22IN - Targeting the host in TNBC
|Date||30 September 2012|
|Event||ESMO Congress 2012|
|Session||How to integrate new drugs in the current therapeutic landscape of metastatic triple negative breast cancer|
|Topics|| Breast Cancer, Metastatic
Cancer medicine is increasingly moving toward a new era of personalized therapeutics that embraces integrative approaches. Combinatorial strategies will target not only cancer cell-intrinsic pathways, but also cancer cell-extrinsic cells, pathways, and mediators of the tumor microenvironment. As the strategic goal of defining the roles of the tumor microenvironment in primary and metastatic tumor progression, new discoveries can be envisioned to produce innovative multitargeting strategies that will be able to more thoroughly extinguish primary and metastatic disease, overcoming adaptive resistance mechanisms to such therapies. The cancer microenvironment is constituted of non-transformed host stromal cells such as endothelial cells,fibroblasts, various immune cells, and a complex extracellular matrix secreted by both the normal and neoplastic cells embedded in it.

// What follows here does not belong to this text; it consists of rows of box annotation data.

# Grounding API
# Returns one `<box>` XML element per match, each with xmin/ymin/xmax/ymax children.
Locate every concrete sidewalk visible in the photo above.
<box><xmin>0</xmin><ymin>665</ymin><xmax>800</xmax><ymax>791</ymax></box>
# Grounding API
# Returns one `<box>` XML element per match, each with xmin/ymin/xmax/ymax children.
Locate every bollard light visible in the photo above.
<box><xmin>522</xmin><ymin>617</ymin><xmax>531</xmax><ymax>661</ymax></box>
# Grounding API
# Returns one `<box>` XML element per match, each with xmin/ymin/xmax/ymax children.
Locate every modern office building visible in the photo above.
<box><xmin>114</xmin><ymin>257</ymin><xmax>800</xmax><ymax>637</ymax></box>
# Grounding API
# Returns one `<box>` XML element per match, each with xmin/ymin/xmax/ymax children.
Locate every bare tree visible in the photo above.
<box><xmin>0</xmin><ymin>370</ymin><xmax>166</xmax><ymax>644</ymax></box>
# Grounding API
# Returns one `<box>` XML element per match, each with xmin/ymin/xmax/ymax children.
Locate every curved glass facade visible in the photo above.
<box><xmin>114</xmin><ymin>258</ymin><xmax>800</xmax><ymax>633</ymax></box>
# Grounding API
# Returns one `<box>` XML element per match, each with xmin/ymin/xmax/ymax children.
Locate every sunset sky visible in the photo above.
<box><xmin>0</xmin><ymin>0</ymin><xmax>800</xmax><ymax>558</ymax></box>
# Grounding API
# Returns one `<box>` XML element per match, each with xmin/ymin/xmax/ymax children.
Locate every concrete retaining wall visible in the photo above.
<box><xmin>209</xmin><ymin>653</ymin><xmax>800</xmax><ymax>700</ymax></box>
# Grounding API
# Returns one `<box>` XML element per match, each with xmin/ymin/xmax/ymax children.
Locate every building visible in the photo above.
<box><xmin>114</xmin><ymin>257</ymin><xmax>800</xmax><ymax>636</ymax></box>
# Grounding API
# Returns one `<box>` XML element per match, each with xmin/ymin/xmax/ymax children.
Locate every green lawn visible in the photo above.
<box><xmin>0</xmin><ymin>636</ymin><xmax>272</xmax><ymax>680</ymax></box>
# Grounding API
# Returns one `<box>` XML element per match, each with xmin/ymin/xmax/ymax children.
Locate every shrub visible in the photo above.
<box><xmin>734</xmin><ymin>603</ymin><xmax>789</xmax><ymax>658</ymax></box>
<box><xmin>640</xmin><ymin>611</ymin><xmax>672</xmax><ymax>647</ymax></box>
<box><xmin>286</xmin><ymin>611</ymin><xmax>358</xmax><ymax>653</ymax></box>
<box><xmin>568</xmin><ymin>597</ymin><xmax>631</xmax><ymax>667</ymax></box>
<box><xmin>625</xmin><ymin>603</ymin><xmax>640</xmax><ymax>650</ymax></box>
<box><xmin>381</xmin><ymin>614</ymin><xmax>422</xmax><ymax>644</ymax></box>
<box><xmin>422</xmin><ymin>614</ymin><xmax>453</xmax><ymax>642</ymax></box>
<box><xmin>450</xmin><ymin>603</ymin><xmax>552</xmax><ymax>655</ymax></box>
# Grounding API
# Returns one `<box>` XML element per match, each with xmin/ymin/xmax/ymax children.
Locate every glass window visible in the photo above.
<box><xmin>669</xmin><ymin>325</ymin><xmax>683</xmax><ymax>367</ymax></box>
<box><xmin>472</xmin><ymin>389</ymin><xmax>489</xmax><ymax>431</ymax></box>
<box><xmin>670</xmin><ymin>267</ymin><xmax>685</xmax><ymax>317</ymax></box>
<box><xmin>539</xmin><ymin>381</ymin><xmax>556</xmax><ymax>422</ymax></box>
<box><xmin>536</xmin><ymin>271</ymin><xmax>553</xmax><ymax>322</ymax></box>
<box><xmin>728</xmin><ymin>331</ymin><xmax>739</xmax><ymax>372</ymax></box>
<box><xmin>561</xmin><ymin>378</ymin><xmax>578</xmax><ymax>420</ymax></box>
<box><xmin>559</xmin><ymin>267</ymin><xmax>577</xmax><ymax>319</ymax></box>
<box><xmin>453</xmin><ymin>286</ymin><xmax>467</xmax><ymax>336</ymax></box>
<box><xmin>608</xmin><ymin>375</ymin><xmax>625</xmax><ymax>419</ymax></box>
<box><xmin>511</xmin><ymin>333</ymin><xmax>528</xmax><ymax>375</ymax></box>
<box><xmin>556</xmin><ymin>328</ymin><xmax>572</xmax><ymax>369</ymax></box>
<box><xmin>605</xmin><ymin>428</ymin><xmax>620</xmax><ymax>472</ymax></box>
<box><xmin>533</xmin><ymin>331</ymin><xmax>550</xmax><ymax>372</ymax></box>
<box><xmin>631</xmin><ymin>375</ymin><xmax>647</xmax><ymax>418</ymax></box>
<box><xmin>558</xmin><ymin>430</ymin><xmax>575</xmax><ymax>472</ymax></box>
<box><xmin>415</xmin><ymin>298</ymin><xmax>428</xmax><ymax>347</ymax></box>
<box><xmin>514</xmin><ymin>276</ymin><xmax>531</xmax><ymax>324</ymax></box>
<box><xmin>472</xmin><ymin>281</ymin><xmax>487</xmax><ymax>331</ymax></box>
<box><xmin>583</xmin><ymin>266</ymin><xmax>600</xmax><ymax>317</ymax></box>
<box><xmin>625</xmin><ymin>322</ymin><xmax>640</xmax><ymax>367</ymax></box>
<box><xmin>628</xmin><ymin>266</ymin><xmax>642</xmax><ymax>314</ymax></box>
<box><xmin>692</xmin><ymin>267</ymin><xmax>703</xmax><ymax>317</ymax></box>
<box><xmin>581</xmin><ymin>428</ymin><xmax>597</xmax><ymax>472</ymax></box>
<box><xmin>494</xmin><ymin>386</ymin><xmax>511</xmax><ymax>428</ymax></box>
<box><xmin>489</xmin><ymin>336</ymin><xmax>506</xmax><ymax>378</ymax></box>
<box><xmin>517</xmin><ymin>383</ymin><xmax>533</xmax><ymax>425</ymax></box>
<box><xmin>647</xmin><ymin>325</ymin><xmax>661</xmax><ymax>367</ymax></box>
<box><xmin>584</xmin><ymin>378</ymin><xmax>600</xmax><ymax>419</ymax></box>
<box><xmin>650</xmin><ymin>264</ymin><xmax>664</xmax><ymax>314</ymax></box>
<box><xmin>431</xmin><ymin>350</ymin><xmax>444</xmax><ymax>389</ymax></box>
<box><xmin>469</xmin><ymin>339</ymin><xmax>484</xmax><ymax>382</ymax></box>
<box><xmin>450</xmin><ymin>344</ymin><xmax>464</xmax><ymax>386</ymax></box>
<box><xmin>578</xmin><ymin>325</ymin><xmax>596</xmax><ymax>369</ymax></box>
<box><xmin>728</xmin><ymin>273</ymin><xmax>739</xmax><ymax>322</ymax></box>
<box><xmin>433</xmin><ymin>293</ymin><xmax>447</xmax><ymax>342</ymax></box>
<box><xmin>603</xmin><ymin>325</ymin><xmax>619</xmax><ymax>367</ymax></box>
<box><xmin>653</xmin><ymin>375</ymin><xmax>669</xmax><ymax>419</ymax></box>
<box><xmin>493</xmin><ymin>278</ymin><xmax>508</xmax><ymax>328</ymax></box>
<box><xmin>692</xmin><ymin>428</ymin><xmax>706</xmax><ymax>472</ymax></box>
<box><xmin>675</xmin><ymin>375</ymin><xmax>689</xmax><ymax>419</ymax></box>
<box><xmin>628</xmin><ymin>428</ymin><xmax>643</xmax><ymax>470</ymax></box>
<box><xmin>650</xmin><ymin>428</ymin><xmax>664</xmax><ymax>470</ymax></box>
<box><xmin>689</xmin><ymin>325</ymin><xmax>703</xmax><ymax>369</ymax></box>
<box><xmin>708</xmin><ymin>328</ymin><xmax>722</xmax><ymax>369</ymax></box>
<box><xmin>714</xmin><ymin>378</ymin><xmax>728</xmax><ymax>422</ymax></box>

The importance of the microenvironment and its potential in cancer therapy is just being established. Among modalities that target the microenvironment, harnessing immune responses has long been pursued. Efforts to turn on the immune system against cancers with inactivated tumor vaccines or intratumor injections of bacterial products to induce local inflammation and recruit an antitumor immune response have led to anecdotal successes. A major limitation of the various approaches to turning on an immune response to cancer is that the immune system exerts a major effort to avoid immune over-activation, which could harm healthy tissues. Cancer takes advantage of this ability to hide from the immune system by exploiting a series of immune escape mechanisms that were developed to avoid autoimmunity (mechanisms of tolerance). Among these mechanisms are the hijacking of immune-cell–intrinsic checkpoints that are induced on T-cell activation. Blockade of one of these checkpoints, cytotoxic T-lymphocyte–associated antigen 4 (CTLA-4) or the programmed death 1 (PD-1) receptor, provided the first evidence of activity of an immune-modulation approach in the treatment of a solid tumor. The future frontier in the treatment of cancer requires identification of potential targets in order to personalize therapies. The immune system remembers what it targets, so once the system is correctly activated, it may mediate a durable tumor response.Disclosure
The author has declared no conflicts of interest.